The story the bandit's Iris had to tell was a long one. Her narrative, translated literally into Italian by Colomba, and then into English by Miss Nevil, wrung more than one oath from the colonel, more than one sigh from the fair Lydia. But Colomba heard it all unmoved. Only she twisted her damask napkin till it seemed as if she must tear it in pieces. She interrupted the child, five or six times over, to make her repeat again that Brandolaccio had said the wound was not dangerous, and that he had seen many worse. When she had finished her tale, Chilina announced that Orso earnestly begged he might be sent writing materials, and that he desired his sister would beseech a lady who might be staying in his house not to depart from it, until she had received a letter from him.
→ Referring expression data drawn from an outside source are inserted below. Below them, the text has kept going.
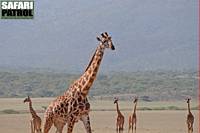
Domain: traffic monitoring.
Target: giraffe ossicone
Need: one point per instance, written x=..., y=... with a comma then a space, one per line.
x=73, y=105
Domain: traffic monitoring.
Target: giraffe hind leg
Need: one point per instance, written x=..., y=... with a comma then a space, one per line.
x=48, y=124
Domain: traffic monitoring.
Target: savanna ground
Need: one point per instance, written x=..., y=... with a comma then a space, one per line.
x=103, y=117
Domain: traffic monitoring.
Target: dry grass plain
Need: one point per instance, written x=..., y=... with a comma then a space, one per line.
x=101, y=121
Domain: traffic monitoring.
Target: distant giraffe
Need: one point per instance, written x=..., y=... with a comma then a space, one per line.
x=73, y=105
x=120, y=117
x=190, y=118
x=36, y=120
x=133, y=117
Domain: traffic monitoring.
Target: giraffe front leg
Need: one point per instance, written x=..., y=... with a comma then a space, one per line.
x=86, y=121
x=32, y=130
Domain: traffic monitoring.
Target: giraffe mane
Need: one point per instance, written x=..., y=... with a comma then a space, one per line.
x=91, y=60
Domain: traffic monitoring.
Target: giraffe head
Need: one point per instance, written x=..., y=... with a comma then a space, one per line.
x=27, y=99
x=105, y=41
x=115, y=100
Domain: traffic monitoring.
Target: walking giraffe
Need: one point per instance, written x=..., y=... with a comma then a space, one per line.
x=73, y=104
x=190, y=118
x=133, y=117
x=120, y=117
x=36, y=120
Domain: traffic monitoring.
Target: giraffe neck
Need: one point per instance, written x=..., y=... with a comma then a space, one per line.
x=86, y=80
x=117, y=106
x=32, y=111
x=189, y=108
x=134, y=110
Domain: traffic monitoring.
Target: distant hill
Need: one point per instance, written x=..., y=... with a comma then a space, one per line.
x=148, y=35
x=148, y=85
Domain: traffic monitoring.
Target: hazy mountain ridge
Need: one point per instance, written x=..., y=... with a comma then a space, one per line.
x=148, y=35
x=148, y=85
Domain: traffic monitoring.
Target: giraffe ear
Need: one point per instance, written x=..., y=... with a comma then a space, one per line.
x=98, y=38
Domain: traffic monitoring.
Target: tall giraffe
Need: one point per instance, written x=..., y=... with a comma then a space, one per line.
x=120, y=117
x=36, y=120
x=73, y=104
x=190, y=118
x=133, y=117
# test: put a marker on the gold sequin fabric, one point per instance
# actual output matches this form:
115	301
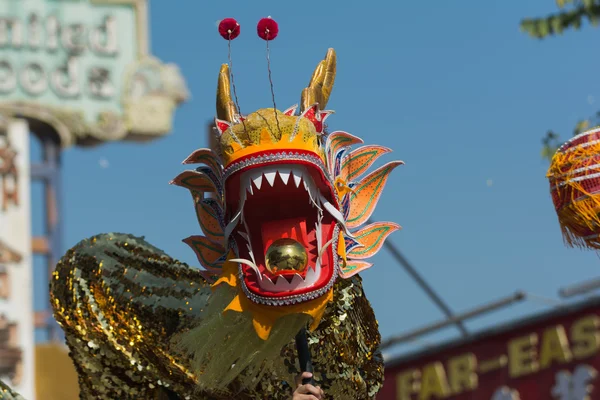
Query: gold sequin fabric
6	393
120	301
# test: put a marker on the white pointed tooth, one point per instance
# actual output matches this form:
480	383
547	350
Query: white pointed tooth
310	275
297	282
231	225
313	275
319	235
257	181
270	176
297	179
282	283
285	176
252	255
245	236
268	284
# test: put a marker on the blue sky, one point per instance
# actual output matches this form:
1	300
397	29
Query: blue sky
454	88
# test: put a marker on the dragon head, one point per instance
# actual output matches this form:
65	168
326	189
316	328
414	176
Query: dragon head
287	204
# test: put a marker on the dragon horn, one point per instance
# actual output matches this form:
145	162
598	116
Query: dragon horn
226	109
321	83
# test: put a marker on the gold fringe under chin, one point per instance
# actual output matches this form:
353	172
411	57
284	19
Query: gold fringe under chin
224	347
571	175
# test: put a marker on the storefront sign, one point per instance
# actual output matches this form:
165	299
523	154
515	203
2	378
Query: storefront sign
16	284
82	66
555	358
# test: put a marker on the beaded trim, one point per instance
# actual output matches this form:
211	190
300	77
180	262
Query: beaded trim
299	298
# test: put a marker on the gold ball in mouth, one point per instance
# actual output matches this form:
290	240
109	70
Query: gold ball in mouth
286	255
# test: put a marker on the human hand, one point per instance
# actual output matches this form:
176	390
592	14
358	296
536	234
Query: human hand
308	391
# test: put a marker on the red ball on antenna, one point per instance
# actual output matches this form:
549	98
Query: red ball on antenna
267	29
229	29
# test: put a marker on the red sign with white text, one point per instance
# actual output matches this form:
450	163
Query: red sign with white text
551	357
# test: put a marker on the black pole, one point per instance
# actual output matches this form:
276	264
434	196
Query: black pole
304	355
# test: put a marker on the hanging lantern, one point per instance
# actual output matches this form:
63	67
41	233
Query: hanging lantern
574	176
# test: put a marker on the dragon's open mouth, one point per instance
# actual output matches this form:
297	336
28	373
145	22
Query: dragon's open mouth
285	229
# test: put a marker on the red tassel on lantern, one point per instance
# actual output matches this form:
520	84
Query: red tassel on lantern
267	29
229	28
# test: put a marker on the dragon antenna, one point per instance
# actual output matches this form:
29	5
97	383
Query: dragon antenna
267	29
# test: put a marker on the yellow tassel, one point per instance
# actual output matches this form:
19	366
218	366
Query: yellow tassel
579	215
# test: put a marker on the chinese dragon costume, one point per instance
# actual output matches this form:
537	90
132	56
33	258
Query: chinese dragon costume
283	206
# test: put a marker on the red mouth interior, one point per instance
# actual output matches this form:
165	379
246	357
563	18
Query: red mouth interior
276	212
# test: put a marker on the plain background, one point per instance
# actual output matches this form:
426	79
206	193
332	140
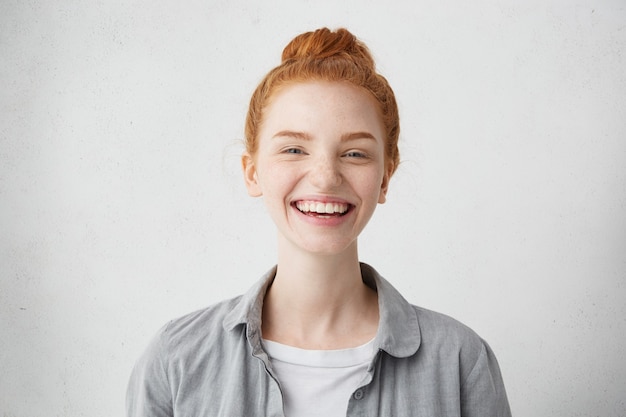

"That is what was worrying him most," the child added; "and even after I had started he called me back, to bid me not forget the message. It was the third time he had given it to me." When Colomba heard of her brother's injunction she smiled faintly, and squeezed the fair Englishwoman's hand. That young lady burst into tears, and did not seem to think it advisable to translate that particular part of the story to her father.

"Yes, my dear," cried Colomba, kissing Miss Nevil. "You shall stay with me, and you shall help us."

Then, taking a pile of old linen out of a cupboard, she began to cut it up, to make lint and bandages. Any one who saw her flashing eyes, her heightened colour, her alternate fits of anxiety and composure, would have found it hard to say whether distress at her brother's wound, or delight at the extinction of her foes, were most affecting her. One moment she was pouring out the colonel's coffee, and telling him how well she made it, the next she was setting Miss Lydia and Chilina to work, exhorting them to sew bandages, and roll them up.